Отец и дяди, все трое, являли пример высокой и строгой нравственности. Сходные характеры я встречал только у квакеров и унитариев. Как мне рассказал впоследствии отец, у них была бабушка протестантка; возможно, от нее унаследовали они пуританство, которым и гордились. Семьи, которые породнились с нашей, оставались для них недостойными ее и навсегда ей чуждыми. Своих зятьев и невесток они называли «утиными яйцами» и смотрели на них свысока. Из двух сестер отца только тетя Каролина была на должной высоте; другая же, тетя Мари, была уродливой старой девой, чей дом и притягивал меня, и повергал в ужас. Вместе с нею жил один из дядюшек Френкелей, дядя Адольф, который в пятьдесят лет перенес апоплексический удар, потом он более или менее оправился, но уже не вставал и целый день лежал на диване и читал «Историю Франции» Анри Мартена и «Консульство и Империю» Тьера.

Тетя Мари, с ее заячьей губой, была безобразна до жути и понимала это, посему занавески в ее доме были всегда опущены. В полумраке скользили тени гибких кошек. Она держала их целыми выводками. Полы были уставлены мисками с молоком, усеяны рыбьими косточками. Весь дом пропах кошками. Стоило мне войти, как от этих запахов перехватывало дыхание. Смущало и другое: когда меня подводили к дивану, на котором лежал дядюшка Адольф, он щипал меня за щеку, отбрасывал книгу Анри Мартена и задавал вопросы о французских королях. Темнота, вонь, старик на диване — все это нагоняло страх. К этому испытанию мать готовила меня заранее. Но, несмотря на все ужасы, я любил навещать тетушку Мари из-за одной ее чернильницы, изображающей собачью конуру. Нажмешь на голову собаки — и крыша конуры приподнимается, а под нею — чернила. Это волшебство приводило меня в восторг. Я мог нажимать раз двадцать на собачью голову и получал неизменное удовольствие. Позже, когда дядя Адольф умер, у тетушки Мари велено было поселиться старому кузену Альберу, с которым долго не знали что делать. Они ненавидели друг друга, но не смели оспаривать «решение старших» и прожили совместно двадцать лет в утонченной взаимной ненависти, достойной пера самого Бальзака.

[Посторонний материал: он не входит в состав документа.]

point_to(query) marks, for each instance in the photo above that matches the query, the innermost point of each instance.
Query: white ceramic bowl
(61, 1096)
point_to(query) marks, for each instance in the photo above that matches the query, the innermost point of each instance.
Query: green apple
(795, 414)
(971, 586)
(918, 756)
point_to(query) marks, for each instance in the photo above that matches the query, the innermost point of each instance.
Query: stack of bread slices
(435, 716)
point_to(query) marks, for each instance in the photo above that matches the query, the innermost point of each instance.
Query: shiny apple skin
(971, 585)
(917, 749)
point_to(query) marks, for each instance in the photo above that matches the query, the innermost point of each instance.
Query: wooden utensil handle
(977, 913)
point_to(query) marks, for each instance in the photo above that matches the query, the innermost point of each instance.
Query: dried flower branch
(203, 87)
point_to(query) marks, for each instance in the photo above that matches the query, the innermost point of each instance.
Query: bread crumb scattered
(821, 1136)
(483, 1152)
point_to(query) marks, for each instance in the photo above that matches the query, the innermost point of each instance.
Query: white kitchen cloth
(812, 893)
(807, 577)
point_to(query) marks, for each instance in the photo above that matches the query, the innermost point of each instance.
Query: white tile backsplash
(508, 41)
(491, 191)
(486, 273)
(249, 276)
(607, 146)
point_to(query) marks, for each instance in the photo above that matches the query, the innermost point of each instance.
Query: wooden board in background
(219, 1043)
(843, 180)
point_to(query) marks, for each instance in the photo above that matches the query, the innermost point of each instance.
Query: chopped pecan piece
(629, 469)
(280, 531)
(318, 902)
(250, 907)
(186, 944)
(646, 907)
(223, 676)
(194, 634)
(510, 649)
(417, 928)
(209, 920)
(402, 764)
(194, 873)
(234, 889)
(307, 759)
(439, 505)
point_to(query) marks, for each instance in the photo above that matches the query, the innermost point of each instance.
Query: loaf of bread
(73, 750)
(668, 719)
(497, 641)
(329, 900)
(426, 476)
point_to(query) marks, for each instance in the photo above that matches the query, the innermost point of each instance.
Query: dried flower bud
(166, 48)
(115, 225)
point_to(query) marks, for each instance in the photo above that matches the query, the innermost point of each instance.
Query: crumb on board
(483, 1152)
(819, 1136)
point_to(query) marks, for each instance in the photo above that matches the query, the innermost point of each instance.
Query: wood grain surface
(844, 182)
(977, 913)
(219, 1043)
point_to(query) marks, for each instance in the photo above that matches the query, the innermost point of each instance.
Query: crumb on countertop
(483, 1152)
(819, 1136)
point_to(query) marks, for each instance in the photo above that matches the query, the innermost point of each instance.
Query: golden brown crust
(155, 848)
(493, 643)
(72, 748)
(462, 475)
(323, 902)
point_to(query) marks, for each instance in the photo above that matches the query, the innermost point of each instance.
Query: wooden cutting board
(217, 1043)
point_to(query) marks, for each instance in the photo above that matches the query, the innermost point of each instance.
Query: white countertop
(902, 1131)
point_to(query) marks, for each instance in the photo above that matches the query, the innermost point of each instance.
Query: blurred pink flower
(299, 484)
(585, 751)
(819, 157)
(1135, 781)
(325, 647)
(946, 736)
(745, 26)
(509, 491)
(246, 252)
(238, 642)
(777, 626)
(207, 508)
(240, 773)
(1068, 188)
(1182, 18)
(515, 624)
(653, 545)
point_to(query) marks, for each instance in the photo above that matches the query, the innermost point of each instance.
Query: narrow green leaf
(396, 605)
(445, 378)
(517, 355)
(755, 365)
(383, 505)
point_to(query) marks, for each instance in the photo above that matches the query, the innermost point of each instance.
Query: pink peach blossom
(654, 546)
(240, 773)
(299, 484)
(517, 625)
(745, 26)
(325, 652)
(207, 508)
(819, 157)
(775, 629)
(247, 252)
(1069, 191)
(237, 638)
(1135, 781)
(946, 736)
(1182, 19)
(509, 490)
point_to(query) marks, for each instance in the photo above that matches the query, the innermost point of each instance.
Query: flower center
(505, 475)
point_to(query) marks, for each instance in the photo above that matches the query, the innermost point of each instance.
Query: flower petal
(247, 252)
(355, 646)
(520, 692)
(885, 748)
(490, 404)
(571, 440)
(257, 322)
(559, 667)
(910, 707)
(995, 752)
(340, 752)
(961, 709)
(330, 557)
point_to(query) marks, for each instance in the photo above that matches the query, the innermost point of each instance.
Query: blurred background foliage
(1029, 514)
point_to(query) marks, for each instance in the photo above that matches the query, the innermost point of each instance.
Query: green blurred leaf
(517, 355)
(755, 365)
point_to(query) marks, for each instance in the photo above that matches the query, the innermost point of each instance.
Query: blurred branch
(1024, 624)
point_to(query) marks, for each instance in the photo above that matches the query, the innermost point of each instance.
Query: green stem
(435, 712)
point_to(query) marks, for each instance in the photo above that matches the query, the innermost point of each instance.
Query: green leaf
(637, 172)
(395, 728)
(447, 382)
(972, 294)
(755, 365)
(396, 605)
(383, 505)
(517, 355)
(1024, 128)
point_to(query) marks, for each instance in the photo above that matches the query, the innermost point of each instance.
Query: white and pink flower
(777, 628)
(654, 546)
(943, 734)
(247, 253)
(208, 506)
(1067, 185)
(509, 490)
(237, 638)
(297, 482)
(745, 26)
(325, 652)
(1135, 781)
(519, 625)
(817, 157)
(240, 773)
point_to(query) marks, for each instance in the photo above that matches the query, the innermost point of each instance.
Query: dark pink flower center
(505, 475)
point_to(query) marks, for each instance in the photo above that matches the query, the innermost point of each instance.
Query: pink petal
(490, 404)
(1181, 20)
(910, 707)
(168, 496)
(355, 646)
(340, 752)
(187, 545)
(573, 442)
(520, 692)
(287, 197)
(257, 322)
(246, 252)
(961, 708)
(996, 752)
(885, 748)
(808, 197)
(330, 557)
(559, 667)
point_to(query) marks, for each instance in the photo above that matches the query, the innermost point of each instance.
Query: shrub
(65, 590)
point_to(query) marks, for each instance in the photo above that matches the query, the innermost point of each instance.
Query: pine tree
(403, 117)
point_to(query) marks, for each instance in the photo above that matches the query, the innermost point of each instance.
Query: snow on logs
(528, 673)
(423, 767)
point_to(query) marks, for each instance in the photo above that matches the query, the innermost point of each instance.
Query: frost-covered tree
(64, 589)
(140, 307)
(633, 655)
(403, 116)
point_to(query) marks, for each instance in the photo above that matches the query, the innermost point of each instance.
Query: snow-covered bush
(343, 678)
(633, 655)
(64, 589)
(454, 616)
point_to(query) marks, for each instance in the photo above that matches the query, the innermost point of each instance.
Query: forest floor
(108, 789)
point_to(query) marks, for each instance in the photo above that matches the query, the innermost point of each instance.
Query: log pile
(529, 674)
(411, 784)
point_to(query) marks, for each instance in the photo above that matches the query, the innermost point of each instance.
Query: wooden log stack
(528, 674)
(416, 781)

Но в гости мы ходили редко. Моя сестра Маргерит и я по большей части проводили время с мамой или, предоставленные самим себе, в саду, где разыгрывалось столько волнующих и разнообразных приключений. В глубине сада рос разлапистый куст сирени; в тени его ветвей я прочитал сказки Перро и Андерсена, всю «Розовую библиотеку», всего Жюля Верна и «Грядущую войну» капитана Данри. В укромном уголке находился крольчатник, который я превратил в форт и вокруг которого рыл окопы, когда играл сам с собой в войну. Я вспоминал наш сад в Эльбёфе, когда описывал в «Превратностях любви» детство Филиппа Марсена. Раз в неделю появлялась эльзаска, стиравшая белье в таинственном и жарком сарайчике, от названия которого — «прачечная» — веяло чем-то колдовским. Я любил рассматривать мыльный слой на дне деревянного желоба и трогать его теплые скользкие стенки. Порой я помогал садовнику разбивать клумбы по моде Эльбёфа — бегонии и герань в кольце незабудок и гелиотропов. В конце лета приходил пильщик; он обеспечивал нас дровами на зиму. Его работа меня завораживала. Звук пилы, здоровый лесной запах дерева, опилки, ложившиеся толстым слоем на землю, волнующая минута, когда распиленный чурбан разделялся вниз, — я мог стоять и смотреть до бесконечности.